American painter. Name variations: Mary Louise Fairchild MacMonnies. Born Mary Louise Fairchild in New Haven, Connecticut, in 1858; died in 1946; descendant of Governor William Bradford of the Mayflower; attended St. Louis Art Academy; studied at France's Académie Julian and with Carolus-Duran; married Frederick MacMonnies (a sculptor), in 1888 (divorced); married Will Hicok Low (a mural painter and illustrator), in 1909; children: (first marriage) two daughters.

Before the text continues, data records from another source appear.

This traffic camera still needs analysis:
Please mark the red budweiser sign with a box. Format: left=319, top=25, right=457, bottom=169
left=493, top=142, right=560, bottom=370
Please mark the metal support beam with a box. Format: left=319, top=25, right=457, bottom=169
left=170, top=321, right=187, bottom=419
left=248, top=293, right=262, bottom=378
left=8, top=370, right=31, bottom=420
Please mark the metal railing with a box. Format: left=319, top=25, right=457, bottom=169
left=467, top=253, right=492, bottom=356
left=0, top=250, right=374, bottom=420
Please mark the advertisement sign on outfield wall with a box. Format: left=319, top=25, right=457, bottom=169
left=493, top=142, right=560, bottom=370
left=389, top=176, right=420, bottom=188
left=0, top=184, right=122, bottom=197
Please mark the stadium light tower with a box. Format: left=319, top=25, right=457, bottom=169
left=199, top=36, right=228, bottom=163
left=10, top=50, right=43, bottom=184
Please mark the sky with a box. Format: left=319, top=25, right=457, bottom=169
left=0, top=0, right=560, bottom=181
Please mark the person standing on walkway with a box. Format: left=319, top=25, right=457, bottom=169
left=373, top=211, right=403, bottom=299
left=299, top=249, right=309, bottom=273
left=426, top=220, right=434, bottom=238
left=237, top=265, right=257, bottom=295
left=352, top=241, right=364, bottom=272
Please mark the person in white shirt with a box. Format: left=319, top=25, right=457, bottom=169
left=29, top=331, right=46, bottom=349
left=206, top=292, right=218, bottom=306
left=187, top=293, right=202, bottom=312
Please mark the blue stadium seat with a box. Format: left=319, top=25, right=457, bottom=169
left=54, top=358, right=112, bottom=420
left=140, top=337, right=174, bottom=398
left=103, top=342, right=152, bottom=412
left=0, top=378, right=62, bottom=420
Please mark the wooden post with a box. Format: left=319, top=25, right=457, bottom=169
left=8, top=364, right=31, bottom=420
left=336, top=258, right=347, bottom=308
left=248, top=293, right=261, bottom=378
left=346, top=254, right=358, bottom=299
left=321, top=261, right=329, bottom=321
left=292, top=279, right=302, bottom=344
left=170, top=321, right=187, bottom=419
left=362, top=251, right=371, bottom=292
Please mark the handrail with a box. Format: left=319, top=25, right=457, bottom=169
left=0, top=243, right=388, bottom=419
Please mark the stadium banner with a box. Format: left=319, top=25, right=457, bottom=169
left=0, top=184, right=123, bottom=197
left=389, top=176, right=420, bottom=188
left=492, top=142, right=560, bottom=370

Mary Fairchild Low was born in 1858 in New Haven, Connecticut, and studied at the St. Louis Art Academy, where she won a three-year scholarship. She then studied in Paris under Carolus-Duran. While there, she met and married sculptor Frederick MacMonnies. Both successful artists, they lived in an elegant apartment on the Rue de Sèvres, summered in their 14th-century monastery at Giverny, and frequently entertained. Their next door neighbors were Claude Monet and Isadora Duncan . The 1893 Chicago Exposition was a joint showcase for the Mac-Monnies where their work was well received. Frederick's large sculpture Barge of State was the central fountain, while Mary Low's mural Primitive Woman was displayed opposite Mary Cassatt 's Modern Woman. Their marriage ended, however, when Frederick turned his attention to one of his art students.

Mary Low's works include groups of nudes or modern figures painted in the open air and sunlight, with delicate charm, as well as landscapes and portraits. Under the name Mary Louise Fairchild MacMonnies, she was awarded several gold medals in European exhibitions; in 1902, she won the Julia Shaw prize of the Society of American Artists. After her second marriage to Will Low, Mary moved to Bronxville, New York, and dispensed with the name MacMonnies, deleting all references to her former husband.